La precarietà degli scenari afgani e le prospettive ben poco rosee per il futuro di questo paese sono apparse evidenti proprio subito dopo la partenza di Kerry da Kabul, quando un paio di esplosioni hanno colpito il quartiere diplomatico della capitale.

Al di là delle dichiarazioni ottimistiche e degli inviti, seguiti da immancabili promesse, alla costruzione di istituzioni democratiche in Afghanistan, il bilancio della più lunga guerra della storia americana continua a essere rovinoso.
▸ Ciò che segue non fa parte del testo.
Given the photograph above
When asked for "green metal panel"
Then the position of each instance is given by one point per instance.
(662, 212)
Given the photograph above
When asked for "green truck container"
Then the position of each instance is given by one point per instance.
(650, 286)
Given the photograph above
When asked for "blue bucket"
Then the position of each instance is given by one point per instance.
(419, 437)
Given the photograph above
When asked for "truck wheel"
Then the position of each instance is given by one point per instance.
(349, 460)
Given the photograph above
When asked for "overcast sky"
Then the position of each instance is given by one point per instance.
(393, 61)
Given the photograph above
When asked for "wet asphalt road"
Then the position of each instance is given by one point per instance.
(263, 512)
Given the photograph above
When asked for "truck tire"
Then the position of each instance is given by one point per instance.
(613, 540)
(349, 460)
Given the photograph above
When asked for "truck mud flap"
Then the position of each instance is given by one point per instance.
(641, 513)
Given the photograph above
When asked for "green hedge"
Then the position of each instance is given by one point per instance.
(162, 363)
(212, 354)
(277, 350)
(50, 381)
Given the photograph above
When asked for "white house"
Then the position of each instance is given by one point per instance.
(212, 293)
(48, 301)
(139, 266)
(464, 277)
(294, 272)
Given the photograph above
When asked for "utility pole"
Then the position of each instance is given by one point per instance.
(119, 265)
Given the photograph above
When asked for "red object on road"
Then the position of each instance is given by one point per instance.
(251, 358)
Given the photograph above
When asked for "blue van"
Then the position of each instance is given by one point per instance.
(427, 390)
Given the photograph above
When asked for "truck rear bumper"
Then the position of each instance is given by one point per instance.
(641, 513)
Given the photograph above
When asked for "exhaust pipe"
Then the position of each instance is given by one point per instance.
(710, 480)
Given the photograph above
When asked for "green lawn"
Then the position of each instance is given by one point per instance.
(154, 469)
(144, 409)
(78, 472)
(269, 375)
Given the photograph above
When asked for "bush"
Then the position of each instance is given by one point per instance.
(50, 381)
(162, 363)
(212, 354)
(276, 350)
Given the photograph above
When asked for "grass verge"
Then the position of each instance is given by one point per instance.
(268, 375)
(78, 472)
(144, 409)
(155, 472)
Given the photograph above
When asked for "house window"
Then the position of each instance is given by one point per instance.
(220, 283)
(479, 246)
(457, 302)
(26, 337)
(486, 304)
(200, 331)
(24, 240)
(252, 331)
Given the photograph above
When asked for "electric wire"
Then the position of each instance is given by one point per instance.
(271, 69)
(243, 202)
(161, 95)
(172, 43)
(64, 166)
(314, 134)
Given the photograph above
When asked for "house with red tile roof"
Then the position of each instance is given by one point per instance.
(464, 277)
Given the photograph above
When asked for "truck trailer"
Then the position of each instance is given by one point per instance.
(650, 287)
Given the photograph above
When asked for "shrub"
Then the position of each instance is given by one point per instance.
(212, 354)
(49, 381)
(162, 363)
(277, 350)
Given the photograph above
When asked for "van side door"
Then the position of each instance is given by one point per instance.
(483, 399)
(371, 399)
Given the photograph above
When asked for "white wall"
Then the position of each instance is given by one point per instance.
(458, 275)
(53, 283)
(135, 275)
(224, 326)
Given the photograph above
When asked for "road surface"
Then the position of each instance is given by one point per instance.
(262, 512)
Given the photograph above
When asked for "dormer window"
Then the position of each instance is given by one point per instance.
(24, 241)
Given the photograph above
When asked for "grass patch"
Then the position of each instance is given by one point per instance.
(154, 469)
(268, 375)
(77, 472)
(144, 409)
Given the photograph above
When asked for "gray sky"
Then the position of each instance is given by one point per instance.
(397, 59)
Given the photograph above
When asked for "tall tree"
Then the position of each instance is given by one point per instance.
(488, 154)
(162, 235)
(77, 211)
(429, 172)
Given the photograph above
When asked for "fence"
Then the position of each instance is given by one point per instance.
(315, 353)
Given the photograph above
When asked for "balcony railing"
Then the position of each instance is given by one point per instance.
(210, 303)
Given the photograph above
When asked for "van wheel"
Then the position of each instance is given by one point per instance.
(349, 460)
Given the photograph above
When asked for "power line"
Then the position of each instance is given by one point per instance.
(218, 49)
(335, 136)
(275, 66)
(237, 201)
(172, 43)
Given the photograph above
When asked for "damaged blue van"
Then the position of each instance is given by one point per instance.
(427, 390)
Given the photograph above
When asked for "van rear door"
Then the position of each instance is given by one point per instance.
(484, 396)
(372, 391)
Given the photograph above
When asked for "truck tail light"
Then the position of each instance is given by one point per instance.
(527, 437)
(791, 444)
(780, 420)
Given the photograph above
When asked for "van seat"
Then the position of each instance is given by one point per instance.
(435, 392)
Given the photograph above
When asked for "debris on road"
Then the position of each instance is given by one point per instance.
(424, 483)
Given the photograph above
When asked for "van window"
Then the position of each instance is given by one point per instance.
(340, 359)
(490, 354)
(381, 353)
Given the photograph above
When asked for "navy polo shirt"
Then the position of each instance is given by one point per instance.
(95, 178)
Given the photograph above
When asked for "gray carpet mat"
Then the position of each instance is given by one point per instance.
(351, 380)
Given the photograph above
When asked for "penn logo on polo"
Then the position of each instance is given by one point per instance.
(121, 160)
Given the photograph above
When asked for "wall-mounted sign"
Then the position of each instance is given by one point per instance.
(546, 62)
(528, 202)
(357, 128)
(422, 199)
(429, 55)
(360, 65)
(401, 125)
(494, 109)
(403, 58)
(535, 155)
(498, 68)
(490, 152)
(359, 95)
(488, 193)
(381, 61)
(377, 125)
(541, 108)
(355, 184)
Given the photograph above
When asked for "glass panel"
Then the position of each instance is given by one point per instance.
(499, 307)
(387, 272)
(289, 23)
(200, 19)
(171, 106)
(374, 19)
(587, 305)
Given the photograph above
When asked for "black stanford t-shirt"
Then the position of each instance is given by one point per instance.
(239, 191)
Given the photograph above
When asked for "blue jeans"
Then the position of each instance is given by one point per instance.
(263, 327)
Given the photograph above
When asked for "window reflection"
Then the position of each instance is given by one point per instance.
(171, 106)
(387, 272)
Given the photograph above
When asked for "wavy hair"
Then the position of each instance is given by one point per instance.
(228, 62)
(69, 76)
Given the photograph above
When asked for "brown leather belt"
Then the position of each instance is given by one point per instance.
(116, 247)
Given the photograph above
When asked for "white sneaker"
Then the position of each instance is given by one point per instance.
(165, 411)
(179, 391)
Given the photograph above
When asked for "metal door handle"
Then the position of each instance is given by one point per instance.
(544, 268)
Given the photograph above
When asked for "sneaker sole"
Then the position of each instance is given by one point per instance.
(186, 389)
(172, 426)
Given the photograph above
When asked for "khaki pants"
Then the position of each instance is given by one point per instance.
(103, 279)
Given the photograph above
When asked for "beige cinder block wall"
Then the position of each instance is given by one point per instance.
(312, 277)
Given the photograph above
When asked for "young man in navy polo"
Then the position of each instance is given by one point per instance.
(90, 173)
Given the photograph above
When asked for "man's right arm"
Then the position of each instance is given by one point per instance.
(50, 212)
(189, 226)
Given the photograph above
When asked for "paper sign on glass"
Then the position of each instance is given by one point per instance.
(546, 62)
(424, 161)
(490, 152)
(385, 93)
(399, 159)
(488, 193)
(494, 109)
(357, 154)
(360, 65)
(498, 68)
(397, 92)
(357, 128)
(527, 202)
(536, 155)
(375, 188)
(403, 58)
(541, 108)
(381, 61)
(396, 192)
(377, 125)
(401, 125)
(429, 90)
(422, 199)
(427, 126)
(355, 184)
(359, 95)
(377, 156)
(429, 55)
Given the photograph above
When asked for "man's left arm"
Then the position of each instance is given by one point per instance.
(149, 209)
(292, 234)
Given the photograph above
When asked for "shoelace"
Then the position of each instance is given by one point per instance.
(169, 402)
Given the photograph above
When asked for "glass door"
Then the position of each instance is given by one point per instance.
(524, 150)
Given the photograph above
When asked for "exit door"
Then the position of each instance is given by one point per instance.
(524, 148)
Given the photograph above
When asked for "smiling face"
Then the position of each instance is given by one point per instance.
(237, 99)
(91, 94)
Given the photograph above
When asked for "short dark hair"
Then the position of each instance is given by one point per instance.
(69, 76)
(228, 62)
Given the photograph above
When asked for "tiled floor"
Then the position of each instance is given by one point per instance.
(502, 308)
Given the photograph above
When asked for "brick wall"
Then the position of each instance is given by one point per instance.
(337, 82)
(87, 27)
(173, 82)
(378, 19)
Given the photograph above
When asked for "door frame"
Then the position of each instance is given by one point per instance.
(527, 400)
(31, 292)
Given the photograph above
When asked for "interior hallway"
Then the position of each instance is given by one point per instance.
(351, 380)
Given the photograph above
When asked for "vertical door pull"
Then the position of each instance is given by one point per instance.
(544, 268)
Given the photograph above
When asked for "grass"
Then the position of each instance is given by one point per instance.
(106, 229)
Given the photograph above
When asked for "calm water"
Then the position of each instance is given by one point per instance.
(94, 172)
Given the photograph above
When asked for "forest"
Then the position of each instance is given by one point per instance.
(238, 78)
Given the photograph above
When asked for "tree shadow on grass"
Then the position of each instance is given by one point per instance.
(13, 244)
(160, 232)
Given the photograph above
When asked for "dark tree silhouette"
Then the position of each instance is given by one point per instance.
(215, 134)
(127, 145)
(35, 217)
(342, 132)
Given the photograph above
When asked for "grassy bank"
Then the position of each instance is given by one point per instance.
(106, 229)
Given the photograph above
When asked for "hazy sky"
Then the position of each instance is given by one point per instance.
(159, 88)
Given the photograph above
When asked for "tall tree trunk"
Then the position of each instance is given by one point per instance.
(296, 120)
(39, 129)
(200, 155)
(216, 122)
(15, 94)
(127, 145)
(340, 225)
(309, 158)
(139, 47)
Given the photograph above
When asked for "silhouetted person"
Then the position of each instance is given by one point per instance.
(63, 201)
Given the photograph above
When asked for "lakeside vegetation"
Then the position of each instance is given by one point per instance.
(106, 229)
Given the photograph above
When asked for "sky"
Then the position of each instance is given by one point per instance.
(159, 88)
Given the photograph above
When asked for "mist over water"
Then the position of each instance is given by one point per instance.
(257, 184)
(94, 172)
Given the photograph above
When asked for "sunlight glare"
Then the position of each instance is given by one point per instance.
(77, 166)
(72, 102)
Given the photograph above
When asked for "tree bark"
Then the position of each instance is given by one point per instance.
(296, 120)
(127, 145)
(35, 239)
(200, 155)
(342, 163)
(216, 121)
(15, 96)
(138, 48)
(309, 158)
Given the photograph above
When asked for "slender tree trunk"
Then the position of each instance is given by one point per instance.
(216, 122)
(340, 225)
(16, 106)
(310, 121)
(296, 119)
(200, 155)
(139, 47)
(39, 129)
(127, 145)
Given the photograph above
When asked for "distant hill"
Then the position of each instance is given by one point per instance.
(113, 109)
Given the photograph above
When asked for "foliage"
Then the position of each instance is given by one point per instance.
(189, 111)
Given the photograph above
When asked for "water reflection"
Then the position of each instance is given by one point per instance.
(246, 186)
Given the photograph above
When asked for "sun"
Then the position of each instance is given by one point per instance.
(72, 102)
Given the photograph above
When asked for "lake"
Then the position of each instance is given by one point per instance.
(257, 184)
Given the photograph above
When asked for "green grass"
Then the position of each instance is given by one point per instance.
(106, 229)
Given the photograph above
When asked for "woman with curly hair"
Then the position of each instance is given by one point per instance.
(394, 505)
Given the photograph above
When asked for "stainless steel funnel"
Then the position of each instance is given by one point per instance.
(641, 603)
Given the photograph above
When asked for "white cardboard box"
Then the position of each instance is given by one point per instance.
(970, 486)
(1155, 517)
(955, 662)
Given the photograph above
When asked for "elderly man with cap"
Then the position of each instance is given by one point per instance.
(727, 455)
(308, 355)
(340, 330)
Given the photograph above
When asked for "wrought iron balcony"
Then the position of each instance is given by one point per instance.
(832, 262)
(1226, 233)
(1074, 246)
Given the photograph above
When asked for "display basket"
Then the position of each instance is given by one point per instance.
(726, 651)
Gli stessi giornali ufficiali negli USA faticano a nascondere una realtà che, nelle parole ad esempio del Washington Post, è fatta prevalentemente di “illegalità, corruzione” ed “espansione dell’influenza dei Talebani”.

Il caso della provincia meridionale di Helmand è emblematico del fallimento del progetto americano di stabilizzazione dell’Afghanistan a oltre 14 anni dall’invasione seguita agli attentati dell’11 settembre 2001. Un’indagine pubblicata settimana scorsa dal New York Times ha messo in luce come Helmand continui a fornire i due terzi dell’eroina prodotta in Afghanistan, paese da cui a sua volta proviene il 90% del totale consumato nel pianeta.

In questa provincia, per quest’anno non è in programma nessuna operazione per sradicare le coltivazioni della materia prima destinata alla produzione di eroina, il papavero da oppio, a causa dell’avanzata dei Talebani ma anche della corruzione “fuori controllo”.

La marcia indietro rispetto agli sforzi del 2014 e del 2015 è dovuta infatti principalmente proprio agli interessi  economici che sostengono la coltivazione del papavero da oppio, la quale consente a molti uomini di potere, sia a livello locale che a Kabul, sia tra i Talebani che gli esponenti del governo, di intascare centinaia di migliaia, se non milioni, di dollari.